Verdict: mergerfs+SnapRAID safer and more flexible


3. Backup Strategy Without Cloud

The 3-2-1 Rule Adapted:

  • 3 copies: Original + server snapshot + external offsite
  • 2 media types: Internal drives + external USB HDD
  • 1 offsite: Rotate external to parent's house/office

For YOUR Data:

Critical Data (Server configs, Docker, Proxmox)

Frequency: Daily
Method: Git + automated backup
Storage: Server + external offsite
Retention: Keep all versions (small size)

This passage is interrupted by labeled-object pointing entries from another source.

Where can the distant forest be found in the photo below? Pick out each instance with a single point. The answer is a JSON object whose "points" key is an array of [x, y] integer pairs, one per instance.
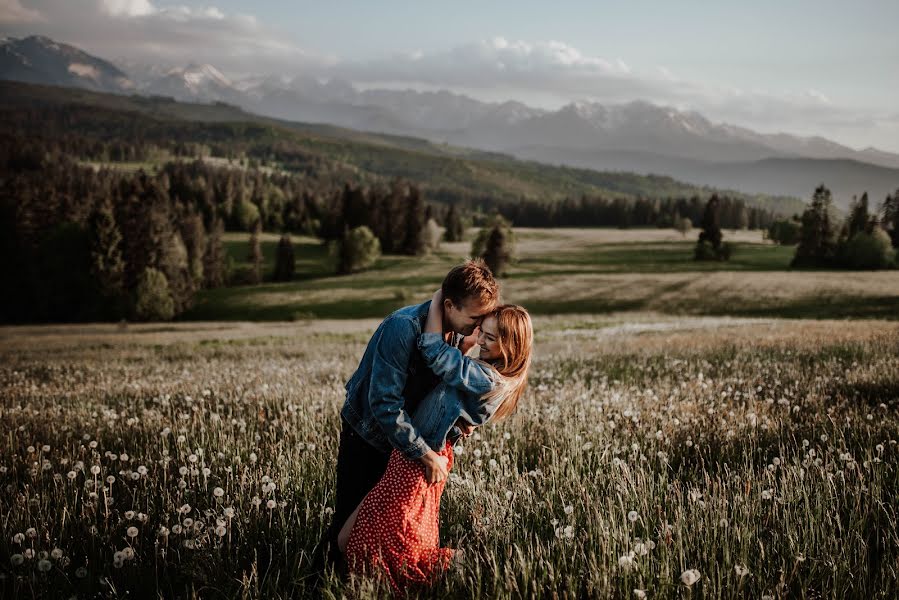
{"points": [[87, 240]]}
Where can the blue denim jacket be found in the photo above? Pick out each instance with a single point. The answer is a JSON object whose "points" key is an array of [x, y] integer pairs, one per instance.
{"points": [[375, 405], [465, 380]]}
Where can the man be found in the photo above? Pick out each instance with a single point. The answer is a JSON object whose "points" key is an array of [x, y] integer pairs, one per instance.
{"points": [[388, 385]]}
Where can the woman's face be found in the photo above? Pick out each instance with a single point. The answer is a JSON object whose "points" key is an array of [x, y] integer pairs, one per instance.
{"points": [[488, 340]]}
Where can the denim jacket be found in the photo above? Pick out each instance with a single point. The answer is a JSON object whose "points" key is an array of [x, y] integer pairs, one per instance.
{"points": [[465, 380], [375, 405]]}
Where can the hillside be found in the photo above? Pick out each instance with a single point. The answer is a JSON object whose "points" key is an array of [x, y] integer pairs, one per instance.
{"points": [[445, 172]]}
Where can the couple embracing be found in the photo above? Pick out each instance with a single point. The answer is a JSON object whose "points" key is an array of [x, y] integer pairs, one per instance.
{"points": [[414, 395]]}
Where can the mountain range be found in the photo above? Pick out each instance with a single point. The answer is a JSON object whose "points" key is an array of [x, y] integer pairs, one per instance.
{"points": [[638, 137]]}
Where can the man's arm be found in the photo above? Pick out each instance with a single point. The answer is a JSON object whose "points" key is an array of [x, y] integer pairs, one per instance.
{"points": [[385, 396]]}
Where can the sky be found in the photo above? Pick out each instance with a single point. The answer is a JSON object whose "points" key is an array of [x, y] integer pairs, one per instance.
{"points": [[810, 68]]}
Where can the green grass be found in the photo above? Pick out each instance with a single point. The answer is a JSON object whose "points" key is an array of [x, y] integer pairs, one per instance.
{"points": [[593, 278]]}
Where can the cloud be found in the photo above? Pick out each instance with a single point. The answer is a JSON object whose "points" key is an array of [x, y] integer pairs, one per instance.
{"points": [[145, 31], [12, 12]]}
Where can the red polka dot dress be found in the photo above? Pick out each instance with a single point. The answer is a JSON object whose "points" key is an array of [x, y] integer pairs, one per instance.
{"points": [[397, 529]]}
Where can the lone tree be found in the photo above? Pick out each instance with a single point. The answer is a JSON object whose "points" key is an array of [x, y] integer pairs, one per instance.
{"points": [[496, 245], [357, 250], [817, 236], [709, 246], [285, 261], [889, 212], [255, 254], [414, 235], [455, 228]]}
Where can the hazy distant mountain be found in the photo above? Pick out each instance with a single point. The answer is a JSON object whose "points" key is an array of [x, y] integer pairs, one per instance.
{"points": [[796, 177], [194, 83], [637, 136], [37, 59]]}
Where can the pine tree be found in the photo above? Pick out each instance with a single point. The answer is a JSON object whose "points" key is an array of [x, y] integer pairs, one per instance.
{"points": [[255, 254], [107, 263], [285, 261], [497, 250], [214, 265], [455, 230], [413, 239], [890, 217], [709, 246], [817, 236]]}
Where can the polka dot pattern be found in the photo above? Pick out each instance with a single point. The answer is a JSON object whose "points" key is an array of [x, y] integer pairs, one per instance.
{"points": [[396, 533]]}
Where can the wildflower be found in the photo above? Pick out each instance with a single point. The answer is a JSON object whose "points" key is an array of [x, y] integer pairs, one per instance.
{"points": [[626, 562], [690, 576]]}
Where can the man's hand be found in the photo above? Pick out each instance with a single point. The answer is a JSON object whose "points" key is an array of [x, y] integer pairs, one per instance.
{"points": [[435, 467], [465, 427], [469, 341]]}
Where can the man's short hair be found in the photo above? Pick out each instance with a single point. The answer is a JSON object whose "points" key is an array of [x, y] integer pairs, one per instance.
{"points": [[471, 280]]}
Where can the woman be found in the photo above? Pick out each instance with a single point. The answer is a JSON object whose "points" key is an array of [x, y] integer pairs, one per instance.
{"points": [[394, 531]]}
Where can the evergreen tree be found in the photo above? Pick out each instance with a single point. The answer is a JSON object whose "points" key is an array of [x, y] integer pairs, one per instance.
{"points": [[285, 261], [497, 250], [709, 246], [255, 257], [817, 236], [413, 239], [890, 217], [107, 263], [455, 229], [214, 261]]}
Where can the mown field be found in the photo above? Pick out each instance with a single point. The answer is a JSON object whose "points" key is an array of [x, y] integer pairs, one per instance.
{"points": [[568, 271], [197, 460]]}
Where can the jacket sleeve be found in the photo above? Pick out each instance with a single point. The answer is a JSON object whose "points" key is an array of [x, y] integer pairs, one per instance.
{"points": [[457, 370], [388, 378]]}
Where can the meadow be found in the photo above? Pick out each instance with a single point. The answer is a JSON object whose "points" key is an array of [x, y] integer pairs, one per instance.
{"points": [[653, 457], [566, 271]]}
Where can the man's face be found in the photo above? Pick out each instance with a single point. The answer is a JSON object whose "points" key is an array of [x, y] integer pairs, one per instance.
{"points": [[465, 318]]}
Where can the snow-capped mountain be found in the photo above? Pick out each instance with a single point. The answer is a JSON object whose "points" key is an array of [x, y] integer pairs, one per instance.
{"points": [[38, 59], [194, 83], [637, 136]]}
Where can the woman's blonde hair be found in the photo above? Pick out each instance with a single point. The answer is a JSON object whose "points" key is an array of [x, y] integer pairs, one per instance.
{"points": [[515, 336]]}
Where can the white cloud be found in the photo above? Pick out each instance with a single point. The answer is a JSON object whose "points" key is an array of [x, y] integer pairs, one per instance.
{"points": [[12, 12], [127, 8], [145, 31]]}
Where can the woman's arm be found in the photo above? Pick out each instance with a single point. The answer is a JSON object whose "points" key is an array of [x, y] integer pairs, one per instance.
{"points": [[434, 323]]}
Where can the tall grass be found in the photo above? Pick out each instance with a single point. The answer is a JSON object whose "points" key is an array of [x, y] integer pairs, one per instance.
{"points": [[762, 455]]}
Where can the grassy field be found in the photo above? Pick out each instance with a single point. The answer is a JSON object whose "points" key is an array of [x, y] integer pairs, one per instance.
{"points": [[568, 271], [197, 460]]}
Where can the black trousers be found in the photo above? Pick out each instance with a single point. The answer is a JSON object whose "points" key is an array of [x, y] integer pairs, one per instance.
{"points": [[360, 467]]}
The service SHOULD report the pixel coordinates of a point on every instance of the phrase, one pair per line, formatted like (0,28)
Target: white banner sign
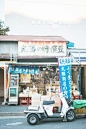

# /opt/backup/config-backup.sh
#!/bin/bash
BACKUP_DIR="/mnt/storage/config-backups"
DATE=$(date +%Y-%m-%d-%H%M)

# Proxmox configs
tar czf $BACKUP_DIR/proxmox-$DATE.tar.gz \
  /etc/pve/ \
  /etc/network/interfaces \
  /etc/hosts

# Docker compose files
tar czf $BACKUP_DIR/docker-$DATE.tar.gz \
  /opt/docker/ \
  /opt/stacks/

# Upload to Git repo (private GitHub/Gitea)
cd /opt/docker && git add -A && git commit -m "Auto backup $DATE" && git push

# Copy to external
rsync -av $BACKUP_DIR/ /mnt/offsite-backup/configs/

Important Data (Google Drive/Photos snapshots)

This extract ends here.